Makushin / Move into the Luminous

The variety and depth on show here is breathtaking. Makushin have fashioned an engrossing collection of ten perfect miniatures, each of which plays out like something much longer. They are ambient epics packaged as pop songs, delicate folk latticeworks enmeshed with impassioned jazz. It’s a stunning achievement.
— Thomas Blake / Folk Radio
A beautiful, immersive soak in the ethereal; a meditative moonlit walk through a world of cosmic connectivity.
— Chris Queen / SNACK

Move into the Luminous is the debut album from Makushin, a group whose work explores the intersection between folk, jazz and ambient music.

Double bassist Jon Thorne, guitarist Peter Philipson and singer Nancy Elizabeth lead an inspiring collective on this richly layered and immersive collaboration. The whole album has a natural, unforced aesthetic and features some notable instrumentalists who bring saxophone, piano, drums, violin and synths to the sound palette.

Deeply engrossing from the outset, with Elizabeth’s delicate but intoxicating tones gliding and weaving through various configurations of the wider band operation, the ten assembled compositions more than live up to the album’s chosen title.
— Adrian Pannett / Concrete Islands
A beautifully textured, atmospheric collection... Like being cosseted by the most idyllic dream; like being wrapped in the wings of an angel... This is a collection that feels very delicate, as fragile as porcelain, with each composition ethereally drifting through your senses.
— Gordon Rutherford / Louder Than War
Blackford Hill keep the quality sky-high with ‘Move into the Luminous’, the debut album from folk/jazz/fusion trio Makushin.
— Neil Mason / Moonbuilding

The lyrical themes deal with subjects such as the illumination of the moon, the observation of nature and attempting to slow the course of time.
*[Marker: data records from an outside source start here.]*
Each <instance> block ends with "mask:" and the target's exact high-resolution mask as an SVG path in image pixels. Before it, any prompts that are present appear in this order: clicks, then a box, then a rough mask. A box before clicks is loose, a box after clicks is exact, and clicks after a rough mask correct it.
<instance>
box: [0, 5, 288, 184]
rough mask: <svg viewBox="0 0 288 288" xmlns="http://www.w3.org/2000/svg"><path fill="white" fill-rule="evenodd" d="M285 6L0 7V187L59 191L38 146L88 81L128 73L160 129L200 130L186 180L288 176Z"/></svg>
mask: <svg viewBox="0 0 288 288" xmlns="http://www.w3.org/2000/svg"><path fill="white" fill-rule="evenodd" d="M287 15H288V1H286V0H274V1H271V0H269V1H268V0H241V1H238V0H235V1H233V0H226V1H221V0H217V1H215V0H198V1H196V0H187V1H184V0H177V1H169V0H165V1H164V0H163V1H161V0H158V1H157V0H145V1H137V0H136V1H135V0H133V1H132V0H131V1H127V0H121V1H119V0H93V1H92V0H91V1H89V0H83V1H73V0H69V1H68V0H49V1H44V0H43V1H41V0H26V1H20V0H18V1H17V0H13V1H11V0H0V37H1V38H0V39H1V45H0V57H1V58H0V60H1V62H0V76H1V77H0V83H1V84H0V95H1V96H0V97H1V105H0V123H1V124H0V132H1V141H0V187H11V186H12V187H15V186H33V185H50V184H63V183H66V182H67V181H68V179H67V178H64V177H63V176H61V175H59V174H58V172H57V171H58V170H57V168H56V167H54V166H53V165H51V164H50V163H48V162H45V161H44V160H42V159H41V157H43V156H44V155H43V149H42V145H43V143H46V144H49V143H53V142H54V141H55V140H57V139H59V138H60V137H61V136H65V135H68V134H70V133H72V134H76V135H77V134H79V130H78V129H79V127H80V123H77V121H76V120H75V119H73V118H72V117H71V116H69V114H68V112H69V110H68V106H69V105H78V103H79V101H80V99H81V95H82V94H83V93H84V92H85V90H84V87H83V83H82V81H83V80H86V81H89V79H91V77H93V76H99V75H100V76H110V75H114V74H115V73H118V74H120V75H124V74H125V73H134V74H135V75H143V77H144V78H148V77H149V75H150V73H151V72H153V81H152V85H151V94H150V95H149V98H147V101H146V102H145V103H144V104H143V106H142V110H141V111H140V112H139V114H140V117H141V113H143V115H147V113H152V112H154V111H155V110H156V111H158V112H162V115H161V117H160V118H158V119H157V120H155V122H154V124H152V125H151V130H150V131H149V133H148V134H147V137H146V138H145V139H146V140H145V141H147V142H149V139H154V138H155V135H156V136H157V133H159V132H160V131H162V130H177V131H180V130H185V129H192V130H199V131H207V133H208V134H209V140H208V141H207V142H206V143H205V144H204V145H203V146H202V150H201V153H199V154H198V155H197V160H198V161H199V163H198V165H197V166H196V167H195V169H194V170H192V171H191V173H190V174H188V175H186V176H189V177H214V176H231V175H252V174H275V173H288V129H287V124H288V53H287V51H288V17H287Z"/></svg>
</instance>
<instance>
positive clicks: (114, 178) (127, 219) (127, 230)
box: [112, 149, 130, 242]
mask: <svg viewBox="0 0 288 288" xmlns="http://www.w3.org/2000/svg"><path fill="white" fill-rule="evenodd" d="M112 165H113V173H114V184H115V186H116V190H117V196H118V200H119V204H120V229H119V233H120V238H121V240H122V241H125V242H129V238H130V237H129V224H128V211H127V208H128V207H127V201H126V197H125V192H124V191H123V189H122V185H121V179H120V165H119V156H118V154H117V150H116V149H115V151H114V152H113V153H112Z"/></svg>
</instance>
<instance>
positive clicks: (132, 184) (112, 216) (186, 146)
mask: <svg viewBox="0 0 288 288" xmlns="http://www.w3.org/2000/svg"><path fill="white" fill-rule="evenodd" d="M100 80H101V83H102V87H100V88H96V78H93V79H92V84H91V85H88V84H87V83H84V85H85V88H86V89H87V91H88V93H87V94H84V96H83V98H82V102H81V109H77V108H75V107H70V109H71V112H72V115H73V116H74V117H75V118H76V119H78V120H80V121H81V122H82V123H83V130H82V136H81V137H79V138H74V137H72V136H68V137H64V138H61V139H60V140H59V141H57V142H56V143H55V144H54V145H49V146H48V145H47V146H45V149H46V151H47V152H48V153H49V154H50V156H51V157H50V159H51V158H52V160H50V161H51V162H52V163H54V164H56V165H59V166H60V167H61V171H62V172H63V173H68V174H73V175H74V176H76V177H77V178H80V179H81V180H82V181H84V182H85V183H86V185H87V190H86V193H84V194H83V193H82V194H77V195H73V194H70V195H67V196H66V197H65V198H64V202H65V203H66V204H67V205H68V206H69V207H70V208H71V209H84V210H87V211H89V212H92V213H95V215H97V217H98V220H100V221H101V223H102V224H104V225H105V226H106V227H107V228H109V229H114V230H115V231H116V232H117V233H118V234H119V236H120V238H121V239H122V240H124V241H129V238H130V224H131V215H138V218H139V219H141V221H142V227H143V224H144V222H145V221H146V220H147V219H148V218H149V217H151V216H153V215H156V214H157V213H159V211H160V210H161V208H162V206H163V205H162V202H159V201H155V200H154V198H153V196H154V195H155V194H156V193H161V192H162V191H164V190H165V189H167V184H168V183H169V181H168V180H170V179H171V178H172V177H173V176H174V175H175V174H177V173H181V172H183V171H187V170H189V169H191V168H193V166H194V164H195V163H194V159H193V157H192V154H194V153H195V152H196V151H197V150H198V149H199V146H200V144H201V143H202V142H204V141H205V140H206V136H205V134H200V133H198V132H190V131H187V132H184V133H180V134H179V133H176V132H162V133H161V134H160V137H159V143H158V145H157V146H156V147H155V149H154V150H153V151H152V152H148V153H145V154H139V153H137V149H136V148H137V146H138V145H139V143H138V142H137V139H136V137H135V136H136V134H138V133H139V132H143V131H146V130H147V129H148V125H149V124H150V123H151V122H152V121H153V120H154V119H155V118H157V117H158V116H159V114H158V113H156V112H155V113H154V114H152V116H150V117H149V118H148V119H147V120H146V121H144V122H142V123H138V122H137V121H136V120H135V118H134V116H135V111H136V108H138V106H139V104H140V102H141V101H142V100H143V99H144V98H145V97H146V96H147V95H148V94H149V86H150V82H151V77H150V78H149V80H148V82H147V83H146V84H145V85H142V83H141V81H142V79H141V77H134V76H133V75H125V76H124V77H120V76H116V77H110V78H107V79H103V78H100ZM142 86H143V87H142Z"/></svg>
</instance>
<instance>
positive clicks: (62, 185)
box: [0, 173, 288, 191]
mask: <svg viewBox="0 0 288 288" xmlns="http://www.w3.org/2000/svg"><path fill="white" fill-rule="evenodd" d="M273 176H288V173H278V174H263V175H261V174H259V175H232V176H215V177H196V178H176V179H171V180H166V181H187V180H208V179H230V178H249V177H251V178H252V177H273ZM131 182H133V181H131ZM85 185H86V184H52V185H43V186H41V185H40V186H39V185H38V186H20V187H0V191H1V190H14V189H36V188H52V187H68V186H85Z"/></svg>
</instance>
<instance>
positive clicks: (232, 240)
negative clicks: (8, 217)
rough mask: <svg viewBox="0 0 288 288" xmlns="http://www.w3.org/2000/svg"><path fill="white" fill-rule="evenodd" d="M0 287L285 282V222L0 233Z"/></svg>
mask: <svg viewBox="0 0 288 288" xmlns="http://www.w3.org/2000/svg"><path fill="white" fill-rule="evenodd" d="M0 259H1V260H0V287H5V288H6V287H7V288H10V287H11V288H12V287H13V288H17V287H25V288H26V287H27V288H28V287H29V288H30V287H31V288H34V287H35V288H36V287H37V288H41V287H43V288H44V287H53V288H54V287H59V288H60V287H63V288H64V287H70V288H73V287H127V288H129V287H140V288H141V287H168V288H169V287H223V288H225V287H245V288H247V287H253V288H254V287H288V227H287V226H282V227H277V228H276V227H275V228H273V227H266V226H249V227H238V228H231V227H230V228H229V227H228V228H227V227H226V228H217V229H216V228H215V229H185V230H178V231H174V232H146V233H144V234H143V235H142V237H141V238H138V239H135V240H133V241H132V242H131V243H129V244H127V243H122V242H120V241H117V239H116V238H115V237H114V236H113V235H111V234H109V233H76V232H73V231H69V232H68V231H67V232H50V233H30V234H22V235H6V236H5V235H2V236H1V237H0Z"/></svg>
The varied musical influences range from the early 1970s recordings of John Martyn with Danny Thompson, the ambient albums made by David Sylvian and Holger Czukay, records by Joni Mitchell, Beth Gibbons, and the musical aesthetic of ECM Records.
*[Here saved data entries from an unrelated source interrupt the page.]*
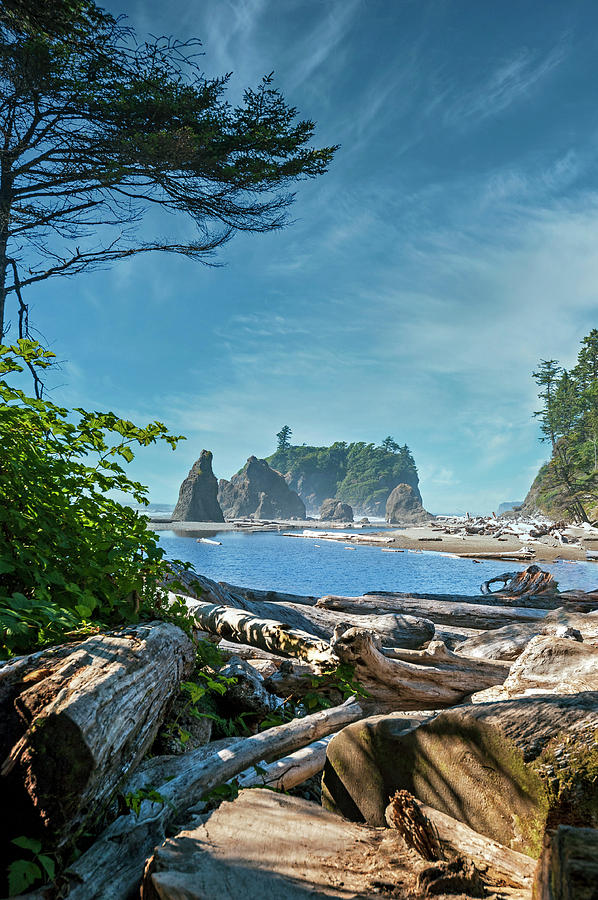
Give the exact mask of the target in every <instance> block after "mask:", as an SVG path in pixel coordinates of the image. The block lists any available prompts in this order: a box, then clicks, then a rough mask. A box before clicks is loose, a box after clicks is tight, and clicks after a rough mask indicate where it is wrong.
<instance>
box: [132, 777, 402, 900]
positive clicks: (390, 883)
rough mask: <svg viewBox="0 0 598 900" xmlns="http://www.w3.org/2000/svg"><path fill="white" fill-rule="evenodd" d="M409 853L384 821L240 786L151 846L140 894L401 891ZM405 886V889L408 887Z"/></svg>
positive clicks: (153, 895) (278, 894)
mask: <svg viewBox="0 0 598 900" xmlns="http://www.w3.org/2000/svg"><path fill="white" fill-rule="evenodd" d="M412 881H413V865H412V858H411V857H410V856H409V855H408V854H407V853H406V852H405V848H404V844H403V842H402V840H401V838H400V836H399V835H398V834H397V833H396V832H394V831H392V830H391V829H388V828H384V829H377V830H374V829H372V828H364V827H363V826H360V825H356V824H355V823H353V822H347V821H346V820H343V819H341V818H340V817H339V816H334V815H332V814H331V813H329V812H326V811H325V810H323V809H322V808H321V807H319V806H317V805H316V804H315V803H310V802H309V801H307V800H302V799H300V798H298V797H288V796H284V795H281V794H276V793H274V792H272V791H267V790H250V791H242V792H241V794H240V795H239V797H237V799H236V800H235V801H234V802H233V803H224V804H222V805H221V806H220V807H219V809H217V810H215V811H214V812H213V813H212V814H211V816H210V817H209V819H207V820H206V821H205V822H204V823H203V824H201V825H200V826H199V827H196V828H190V829H187V830H185V831H182V832H181V833H180V834H178V835H177V836H176V837H174V838H172V839H171V840H169V841H167V842H166V843H165V844H163V845H162V846H161V847H158V848H157V849H156V851H155V854H154V856H153V858H152V859H151V861H150V862H149V864H148V866H147V868H146V872H145V877H144V880H143V888H142V893H141V896H142V898H143V900H181V898H183V897H185V898H189V900H190V898H199V897H201V898H218V900H239V898H243V900H307V898H314V900H315V898H321V900H324V898H338V900H340V898H350V897H362V898H365V897H375V896H377V895H379V894H380V893H381V888H380V885H381V884H382V885H384V887H383V888H382V890H386V886H387V885H388V886H390V885H392V888H393V891H392V893H394V895H395V896H406V894H407V893H408V891H407V890H403V889H402V888H403V886H405V887H407V885H409V884H410V883H412ZM409 893H411V892H410V891H409Z"/></svg>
The first single taken from the album, More Easily, calls to mind David Crosby’s solo album If Only I Could Remember My Name, and features Andrew Wasylyk on vibraphone and David A Jaycock on electric guitar.

The band name refers to Mount Makushin, an active volcano in Alaska, and this was inspired by the book The Cruise of the Corwin, written by Scottish-born American naturalist John Muir, where he vividly described Makushin as the “most noble volcano” he saw on an Alaskan expedition in 1881.

Really beautiful, healing sounds.
— Zakia Sewell / NTS
Dreamy, hazy, divine, yes please.
— Jude Rogers
This spacious folk/jazz/ambient record is really quite something... Be sure to give this special album a listen and the hugely dynamic Vinyl Factory pressing is the ideal way to do it.
— Gareth James / CLASH
One of my albums of the year. As if the Cocteau Twins had been invited to guest on John Martyn’s ‘One World’.
— Ian Rankin

About Makushin

Nancy Elizabeth is a singer and multi-instrumentalist who has released three chamber folk albums under her own name on the Leaf Label. She has also previously played with James Yorkston and recorded with the late ambient composer Susumu Yokota.

Jon Thorne is a double bassist best known as a member of the pioneering electronic band Lamb and, more recently, Yorkston Thorne Khan. He has worked with many other musicians, including Jon Hopkins, Robert Fripp and his mentor Danny Thompson, as well as releasing his own music.

Peter Philipson is a guitarist who has previously performed with Jane Weaver for a decade and has collaborated with her and Raz Ullah on two ambient albums under the artist name of Fenella. He has also released a number of solo instrumental guitar albums.